行廷杖的御前侍卫都有一手好功夫,可以打得响声啪啪却不伤筋骨,也可以落背无声却伤及五脏六腑。万一有人下黑手,这把老骨头也撑不过去。
    梁尚书忠心进言,并未后悔。不过,到了临头,心里也有些发憷,下意识地看向贺祈。
    贺祈目光一闪,冲梁尚书微一点头,然后对行廷杖的御前侍卫说道:“梁大人年纪老迈,禁不起折腾,你们好生伺候。”
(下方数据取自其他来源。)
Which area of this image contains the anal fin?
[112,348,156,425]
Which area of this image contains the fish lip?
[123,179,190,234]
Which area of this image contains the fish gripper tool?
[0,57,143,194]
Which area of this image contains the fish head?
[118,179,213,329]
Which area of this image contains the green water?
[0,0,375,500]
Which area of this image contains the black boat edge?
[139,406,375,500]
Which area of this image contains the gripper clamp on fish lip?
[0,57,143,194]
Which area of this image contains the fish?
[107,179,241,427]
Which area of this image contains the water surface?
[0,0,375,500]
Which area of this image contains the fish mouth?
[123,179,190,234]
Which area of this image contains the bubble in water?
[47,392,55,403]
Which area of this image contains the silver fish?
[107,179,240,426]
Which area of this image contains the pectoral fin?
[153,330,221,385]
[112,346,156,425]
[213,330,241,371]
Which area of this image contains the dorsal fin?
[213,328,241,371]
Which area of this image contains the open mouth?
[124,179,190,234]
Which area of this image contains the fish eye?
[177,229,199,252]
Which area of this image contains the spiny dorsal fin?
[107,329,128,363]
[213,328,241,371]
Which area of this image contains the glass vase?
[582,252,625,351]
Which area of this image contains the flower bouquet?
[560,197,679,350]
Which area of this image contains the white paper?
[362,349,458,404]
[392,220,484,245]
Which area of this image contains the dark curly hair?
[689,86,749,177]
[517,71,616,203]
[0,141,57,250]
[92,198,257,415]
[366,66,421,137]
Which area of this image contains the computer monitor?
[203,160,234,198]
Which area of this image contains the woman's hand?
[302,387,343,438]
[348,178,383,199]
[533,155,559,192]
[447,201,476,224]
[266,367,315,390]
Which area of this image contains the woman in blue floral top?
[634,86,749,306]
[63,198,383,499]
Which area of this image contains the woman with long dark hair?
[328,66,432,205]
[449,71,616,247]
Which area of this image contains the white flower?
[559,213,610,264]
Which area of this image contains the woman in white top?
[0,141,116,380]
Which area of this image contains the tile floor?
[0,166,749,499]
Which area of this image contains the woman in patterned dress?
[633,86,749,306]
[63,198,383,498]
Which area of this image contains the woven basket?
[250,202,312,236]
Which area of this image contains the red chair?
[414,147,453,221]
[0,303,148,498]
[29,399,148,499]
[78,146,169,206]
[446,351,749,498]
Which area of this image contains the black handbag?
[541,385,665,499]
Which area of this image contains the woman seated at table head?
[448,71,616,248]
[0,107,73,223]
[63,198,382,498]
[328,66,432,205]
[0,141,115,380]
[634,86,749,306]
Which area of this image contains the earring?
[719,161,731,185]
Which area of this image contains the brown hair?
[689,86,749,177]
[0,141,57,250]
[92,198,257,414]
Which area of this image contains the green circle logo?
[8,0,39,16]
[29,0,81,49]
    这是暗示侍卫们下手要轻,不能真正伤了梁尚书。
    御前侍卫们心领神会,点头应下。
    梁尚书心中感激之情,无法言喻。
    不过,下手再轻,到底也是棍棍落在后背上,少不得要受皮肉之苦。二十廷杖下来,梁尚书已经疼得满面冷汗,别说起身,连说话的力气都没了。
    贺祈叫来朱启珏,低声吩咐几句:“找个木板来,将梁大人抬在木板上,找一辆马车,送梁大人回梁府。”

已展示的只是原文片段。